Bring to a boil, lower the heat and simmer until just tender when pierced with the tip of a paring knife, 15 to 20 minutes.
Meanwhile, whisk together the mayonnaise, shallot, lime juice and adobo in a medium bowl; set aside.
Heat the oil in a small skillet over medium heat. Add the garlic and cook, stirring, until fragrant, 1 to 2 minutes; set aside.
Drain the potatoes and let them sit until cool enough to handle but still very warm, 3 to 4 minutes; Cut the potatoes into wedges and add to the mayonnaise mixture.
Toss to combine, season with salt and pepper and drizzle with the olive oil and garlic mixture. Sprinkle with the cilantro and serve warm or room temperature.
 
 
Summer Strawberry Spinach Salad
Yield 4 servings
 
Chef Note: This salad is wonderful as is, or add your favorite protein like blackened or grilled chicken for an entrée salad option at your next get together!
 
Ingredients:
½ #      Fresh Baby Spinach
2 sl.      Bacon, minced
2 T.      Clarified Butter
1ea.     Shallot, medium, finely minced
1oz.     Brown Sugar
2oz.     Canola Oil
2oz.     Red Wine Vinegar
½ T.     Fresh Lemon Juice
6 ea.    Fresh Strawberries, sliced thinly
½ ea.   Red Onion, julienne
1 c.      Toasted Pecans, chopped
2 oz.    Goat Cheese, crumbles
 
 
Method of Preparation:
Place clean, dry spinach leaves into large mixing bowl; reserve.

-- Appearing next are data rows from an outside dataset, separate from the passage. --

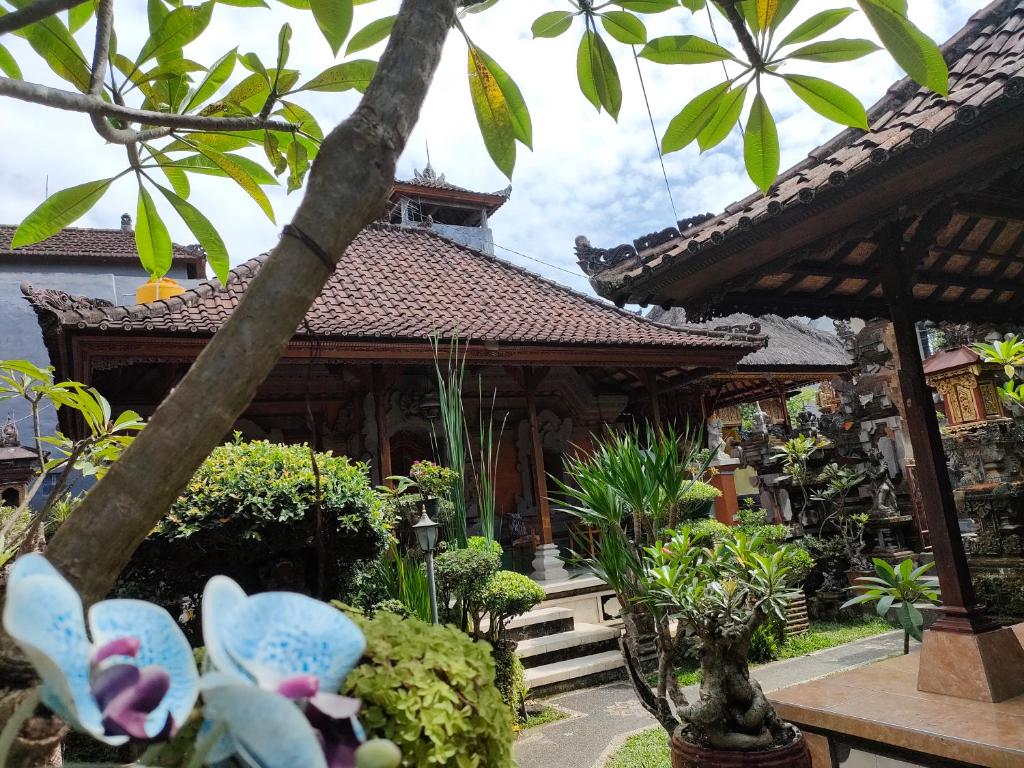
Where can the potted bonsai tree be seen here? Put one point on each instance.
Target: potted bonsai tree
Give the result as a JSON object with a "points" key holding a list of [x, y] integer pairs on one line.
{"points": [[720, 593], [631, 487]]}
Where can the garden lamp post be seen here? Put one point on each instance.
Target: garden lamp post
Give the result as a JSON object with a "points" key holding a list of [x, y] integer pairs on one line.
{"points": [[426, 537]]}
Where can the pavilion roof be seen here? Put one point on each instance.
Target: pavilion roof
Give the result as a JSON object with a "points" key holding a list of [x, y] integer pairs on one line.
{"points": [[90, 245], [947, 169], [400, 284]]}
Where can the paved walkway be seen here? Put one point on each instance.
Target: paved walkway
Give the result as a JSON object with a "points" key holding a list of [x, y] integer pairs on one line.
{"points": [[600, 719]]}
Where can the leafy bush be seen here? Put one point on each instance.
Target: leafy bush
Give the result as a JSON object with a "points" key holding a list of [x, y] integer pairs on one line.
{"points": [[249, 512], [431, 690]]}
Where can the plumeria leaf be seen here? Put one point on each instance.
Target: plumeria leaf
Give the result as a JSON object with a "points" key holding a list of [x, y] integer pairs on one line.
{"points": [[625, 27], [830, 51], [206, 233], [828, 99], [335, 19], [761, 153], [684, 49], [57, 211], [552, 24], [816, 26], [597, 74], [688, 123], [152, 238], [912, 49]]}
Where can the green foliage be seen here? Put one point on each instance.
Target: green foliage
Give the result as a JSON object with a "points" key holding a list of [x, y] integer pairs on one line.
{"points": [[899, 588], [431, 690]]}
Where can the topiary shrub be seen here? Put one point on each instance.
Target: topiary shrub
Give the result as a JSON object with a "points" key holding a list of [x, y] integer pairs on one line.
{"points": [[431, 690], [249, 512]]}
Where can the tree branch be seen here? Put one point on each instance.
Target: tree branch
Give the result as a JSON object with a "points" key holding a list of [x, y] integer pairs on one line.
{"points": [[731, 8], [347, 189], [72, 101], [35, 12]]}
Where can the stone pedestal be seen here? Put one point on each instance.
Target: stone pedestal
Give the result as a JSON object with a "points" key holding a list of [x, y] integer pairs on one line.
{"points": [[727, 505], [986, 667], [547, 564]]}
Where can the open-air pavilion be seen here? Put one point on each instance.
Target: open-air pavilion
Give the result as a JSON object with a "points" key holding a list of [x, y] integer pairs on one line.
{"points": [[921, 218]]}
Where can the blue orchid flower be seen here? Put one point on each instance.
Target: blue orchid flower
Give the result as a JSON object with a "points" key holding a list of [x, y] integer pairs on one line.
{"points": [[279, 658], [134, 680]]}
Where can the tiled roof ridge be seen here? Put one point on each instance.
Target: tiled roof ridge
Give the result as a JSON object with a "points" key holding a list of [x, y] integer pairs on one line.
{"points": [[577, 294], [652, 249]]}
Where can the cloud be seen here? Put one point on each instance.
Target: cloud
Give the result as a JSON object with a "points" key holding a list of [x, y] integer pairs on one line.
{"points": [[587, 174]]}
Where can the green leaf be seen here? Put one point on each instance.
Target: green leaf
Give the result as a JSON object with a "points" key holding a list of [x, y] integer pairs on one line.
{"points": [[350, 75], [828, 99], [552, 24], [761, 153], [625, 27], [522, 125], [729, 108], [8, 66], [370, 35], [597, 74], [688, 123], [242, 177], [206, 233], [335, 19], [685, 49], [830, 51], [215, 77], [647, 6], [493, 114], [178, 29], [816, 26], [57, 211], [152, 239], [912, 49]]}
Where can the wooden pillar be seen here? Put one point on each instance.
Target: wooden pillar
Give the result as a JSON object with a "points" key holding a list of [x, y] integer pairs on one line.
{"points": [[380, 414], [537, 446], [963, 614]]}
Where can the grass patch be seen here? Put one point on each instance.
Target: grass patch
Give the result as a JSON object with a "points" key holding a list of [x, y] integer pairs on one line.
{"points": [[544, 717], [646, 750], [821, 635]]}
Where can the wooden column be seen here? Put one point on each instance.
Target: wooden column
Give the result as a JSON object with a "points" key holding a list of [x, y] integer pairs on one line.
{"points": [[963, 614], [537, 445], [383, 436]]}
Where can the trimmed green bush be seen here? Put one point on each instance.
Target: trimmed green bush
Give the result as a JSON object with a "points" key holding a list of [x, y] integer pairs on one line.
{"points": [[249, 512], [431, 690]]}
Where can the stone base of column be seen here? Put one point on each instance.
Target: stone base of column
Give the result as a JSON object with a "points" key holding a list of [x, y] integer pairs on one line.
{"points": [[547, 564], [986, 667]]}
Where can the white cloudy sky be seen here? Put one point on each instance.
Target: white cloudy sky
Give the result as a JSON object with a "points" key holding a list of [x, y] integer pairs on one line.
{"points": [[587, 174]]}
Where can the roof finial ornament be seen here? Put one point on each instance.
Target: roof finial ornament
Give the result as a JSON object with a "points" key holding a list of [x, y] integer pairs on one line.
{"points": [[8, 433]]}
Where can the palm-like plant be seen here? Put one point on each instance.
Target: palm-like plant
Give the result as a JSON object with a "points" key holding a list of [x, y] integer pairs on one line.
{"points": [[900, 588]]}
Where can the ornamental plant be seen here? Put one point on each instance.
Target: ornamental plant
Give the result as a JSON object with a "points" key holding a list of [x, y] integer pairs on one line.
{"points": [[721, 594]]}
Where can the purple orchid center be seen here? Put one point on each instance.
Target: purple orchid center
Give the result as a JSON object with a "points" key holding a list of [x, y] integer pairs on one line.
{"points": [[127, 694]]}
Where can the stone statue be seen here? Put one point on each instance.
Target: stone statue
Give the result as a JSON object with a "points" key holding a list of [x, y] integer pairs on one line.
{"points": [[8, 433], [883, 491]]}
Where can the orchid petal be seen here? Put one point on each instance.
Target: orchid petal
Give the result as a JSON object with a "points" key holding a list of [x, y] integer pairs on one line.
{"points": [[162, 643], [278, 635], [43, 614], [268, 730], [220, 598]]}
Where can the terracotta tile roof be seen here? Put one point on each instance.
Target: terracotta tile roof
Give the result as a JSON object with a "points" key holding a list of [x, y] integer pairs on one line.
{"points": [[986, 68], [791, 344], [89, 245], [403, 284]]}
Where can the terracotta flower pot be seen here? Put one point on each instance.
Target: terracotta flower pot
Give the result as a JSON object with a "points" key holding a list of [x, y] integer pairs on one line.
{"points": [[685, 755]]}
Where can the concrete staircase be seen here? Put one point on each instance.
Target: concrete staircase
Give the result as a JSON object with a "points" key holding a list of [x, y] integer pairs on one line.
{"points": [[560, 653]]}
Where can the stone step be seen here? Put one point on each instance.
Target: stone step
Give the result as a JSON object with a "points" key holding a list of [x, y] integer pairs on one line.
{"points": [[541, 622], [576, 673], [585, 640]]}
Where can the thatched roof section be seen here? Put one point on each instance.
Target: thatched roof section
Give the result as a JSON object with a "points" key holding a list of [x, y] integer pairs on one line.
{"points": [[792, 345]]}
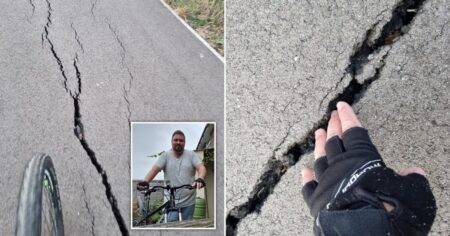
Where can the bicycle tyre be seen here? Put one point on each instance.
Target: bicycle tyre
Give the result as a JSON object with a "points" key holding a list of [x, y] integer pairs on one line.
{"points": [[39, 178]]}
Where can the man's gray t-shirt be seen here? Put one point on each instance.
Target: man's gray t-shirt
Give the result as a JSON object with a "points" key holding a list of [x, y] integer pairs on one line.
{"points": [[180, 171]]}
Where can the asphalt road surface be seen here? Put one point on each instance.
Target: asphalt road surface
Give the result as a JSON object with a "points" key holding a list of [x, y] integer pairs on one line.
{"points": [[288, 62], [73, 74]]}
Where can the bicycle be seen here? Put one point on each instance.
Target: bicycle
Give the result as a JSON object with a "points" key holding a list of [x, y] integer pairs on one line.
{"points": [[39, 210], [167, 207]]}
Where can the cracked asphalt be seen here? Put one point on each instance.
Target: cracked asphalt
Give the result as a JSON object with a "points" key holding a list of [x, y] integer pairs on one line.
{"points": [[289, 61], [74, 74]]}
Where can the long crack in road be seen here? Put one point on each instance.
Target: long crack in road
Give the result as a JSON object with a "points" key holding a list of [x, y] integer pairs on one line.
{"points": [[402, 15]]}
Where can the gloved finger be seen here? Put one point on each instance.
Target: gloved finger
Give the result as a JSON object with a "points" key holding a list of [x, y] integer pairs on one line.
{"points": [[309, 184], [333, 145], [320, 163], [357, 138], [307, 176], [411, 170], [334, 125], [319, 147], [347, 116]]}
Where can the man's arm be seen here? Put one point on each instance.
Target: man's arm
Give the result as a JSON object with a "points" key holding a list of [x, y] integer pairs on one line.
{"points": [[200, 181]]}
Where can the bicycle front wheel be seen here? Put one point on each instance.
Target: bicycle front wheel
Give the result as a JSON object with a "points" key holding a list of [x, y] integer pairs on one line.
{"points": [[39, 211]]}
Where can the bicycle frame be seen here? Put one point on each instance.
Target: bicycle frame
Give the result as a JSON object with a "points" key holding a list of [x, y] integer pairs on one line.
{"points": [[168, 206]]}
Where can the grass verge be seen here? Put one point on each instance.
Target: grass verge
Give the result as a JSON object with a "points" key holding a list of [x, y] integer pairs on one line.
{"points": [[205, 17]]}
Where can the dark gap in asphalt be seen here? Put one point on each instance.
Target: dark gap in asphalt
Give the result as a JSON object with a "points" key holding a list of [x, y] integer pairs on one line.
{"points": [[402, 16], [78, 125], [79, 133], [86, 204], [33, 7]]}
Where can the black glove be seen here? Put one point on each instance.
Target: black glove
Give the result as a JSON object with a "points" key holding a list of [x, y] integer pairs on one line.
{"points": [[202, 181], [353, 176], [142, 185]]}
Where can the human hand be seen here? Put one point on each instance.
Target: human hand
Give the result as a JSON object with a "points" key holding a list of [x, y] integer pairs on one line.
{"points": [[143, 185], [199, 183], [350, 174]]}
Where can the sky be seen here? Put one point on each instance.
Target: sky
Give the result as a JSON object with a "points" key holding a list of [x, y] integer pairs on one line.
{"points": [[152, 138]]}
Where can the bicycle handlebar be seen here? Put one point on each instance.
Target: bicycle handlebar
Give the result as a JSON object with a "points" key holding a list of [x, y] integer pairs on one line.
{"points": [[168, 187]]}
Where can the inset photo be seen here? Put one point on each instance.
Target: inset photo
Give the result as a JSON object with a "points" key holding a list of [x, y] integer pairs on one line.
{"points": [[173, 175]]}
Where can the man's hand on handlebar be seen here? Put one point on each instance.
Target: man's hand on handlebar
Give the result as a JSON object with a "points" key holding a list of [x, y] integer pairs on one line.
{"points": [[199, 183], [142, 185]]}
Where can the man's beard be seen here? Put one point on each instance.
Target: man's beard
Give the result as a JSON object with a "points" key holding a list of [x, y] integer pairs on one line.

In a skillet over medium heat, render bacon with butter until crisp and all fat has melted; remove bacon bits.
Add minced shallots & brown sugar to the pan and stir, allowing it to melt into the fat.
Once sugar is melted, whisk in oil, vinegar and lemon juice.
Season lightly if needed and reserve warm.
For Service, carefully place a portion of the spinach on a chilled salad plate; dress with about 1.5oz of the reserved dressing
Garnish with sliced strawberries, julienne red onion, and pecans
Finish sprinkling crumbled goat cheese over the entire salad.
Serve immediately or chill until service, up to 2 hours.